What the failed caucus revolt says about the Liberal party

October 30, 2024
|
By Dónal Gill

Source: Media Relations

This article was originally posted in The Gazette.

A perfect storm of circumstances has given rise to a hollowed-out party apparatus — a shift seen in left-liberal parties across the world.

What has been widely described as a caucus revolt against the prime minister can be seen as evidence of the hollowness at the heart of the modern Liberal party.

The Hollow Parties, by Daniel Schlozman and Sam Rosenfeld, offers a critique of the weakened party cohesion, ideological fragmentation and capture by external interest groups that riddle the Republican and Democratic parties in the U.S. To some extent, the same problem of hollowing out seems to afflict Trudeau’s Liberals.

In the face of what current polling indicates will be a bruising defeat, a group of dissenting backbench MPs have been struggling to exert pressure on their leader, with others potentially resigned to defeat or attaching optimism to the prospect of promotion in a cabinet shuffle.

The morning of Oct. 27 saw the Liberals hold an extended caucus meeting in which two dozen backbench MPs vented their much-leaked view that it was in the best interest of the party for Justin Trudeau to step down. MPs left the meeting claiming that Trudeau was in a listening mood and that he vowed to reflect on their concerns. Yet just 18 hours or so later the PM indicated he would be staying on as Liberal leader.

Like many political observers, I am struck by what comes across as the inability of Liberals to exert meaningful pressure upon, let alone defenestrate, a leader who surveys show has become a drag on his party’s electoral prospects.

It reads to me as indicative of the organizational weakness of the current Liberal parliamentary caucus and wider party apparatus. Viewed as the party’s saviour in the wake of a devastating 2011 election result, Trudeau might have learned to take the unwavering loyalty of his backbenchers for granted — and apparently they, in turn, have not flexed their muscles of significant dissent for so long that they have nearly atrophied entirely.

The PM’s apparent blasé attitude to caucus management combined with the departure of several cabinet heavyweights elected in the Liberal majority of 2015 has created a perfect storm for a top-heavy and shallow organization.

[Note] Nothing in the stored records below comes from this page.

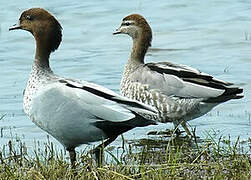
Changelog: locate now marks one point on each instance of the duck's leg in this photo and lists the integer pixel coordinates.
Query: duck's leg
(72, 154)
(177, 131)
(184, 125)
(99, 150)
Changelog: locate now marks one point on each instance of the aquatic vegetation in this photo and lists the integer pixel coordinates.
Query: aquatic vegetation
(152, 158)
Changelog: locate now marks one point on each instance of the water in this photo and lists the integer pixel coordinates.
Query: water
(214, 36)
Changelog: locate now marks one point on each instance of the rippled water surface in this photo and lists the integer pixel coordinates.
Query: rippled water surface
(213, 36)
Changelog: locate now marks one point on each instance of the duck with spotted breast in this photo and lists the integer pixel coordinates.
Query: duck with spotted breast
(179, 92)
(74, 112)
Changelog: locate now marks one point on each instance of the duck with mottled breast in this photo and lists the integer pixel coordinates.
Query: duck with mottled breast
(72, 111)
(179, 92)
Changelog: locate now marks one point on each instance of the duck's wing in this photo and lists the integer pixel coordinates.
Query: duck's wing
(98, 102)
(184, 81)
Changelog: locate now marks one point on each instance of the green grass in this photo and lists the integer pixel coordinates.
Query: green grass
(158, 158)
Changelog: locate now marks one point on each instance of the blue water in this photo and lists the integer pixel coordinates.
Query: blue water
(213, 36)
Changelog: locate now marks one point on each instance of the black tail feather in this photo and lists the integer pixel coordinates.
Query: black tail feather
(230, 93)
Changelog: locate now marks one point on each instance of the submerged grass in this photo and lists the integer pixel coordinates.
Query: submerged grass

The grassroots have arguably fared little better. In 2016, the party changed its membership model, forgoing fees to join in favour of an unpaid “supporter” category that it touted as part of a project to become “the most open political movement in Canada.” But it’s hard to see any popular political dimension to Trudeau’s Liberals, beyond the crested wave of an expertly executed “change” election campaign in 2015.

Since then, an increasingly technocratic cadre of campaign and policy professionals have huddled ever closer to big data and mathematical modelling and further from the regional power brokers and genuine popular enthusiasm of yesteryear. This shift has taken root in left-liberal parties across the world, as documented in Left Adrift, an excellent new book by George Washington University professor Timothy Shenk.

In a feat that, in my view, is still underappreciated, the contemporary Liberals’ data-driven, high-tech quest to maximize return on hyper-targeted investment squeezed two reasonably strong minority governments out of 33.1 per cent and 32.6 per cent of the popular vote in 2019 and 2021, respectively. Both popular vote shares are the lowest ever attained by a party that went on to form a government in Canadian federal politics.

This kind of ultra efficient vote distribution nonetheless signalled a fragile base overly reliant on narrow wins in the seat-rich Greater Toronto Area. It is now vulnerable to collapse, especially as the attrition of holding office for close to a decade reliably produces a desire for change among the electorate.

A more institutionally vigorous Liberal party would have made it clear to Trudeau some time ago that his position was untenable without either wholesale changes in personnel and approach in the PMO or a drastic uptick in polling numbers. Trudeau hasn’t snuffed out the animus in the parliamentary Liberal ranks, and continued public dissent means his position likely isn’t sustainable.

Either way the party apparatus appears to be in need of a root-to-branch overhaul.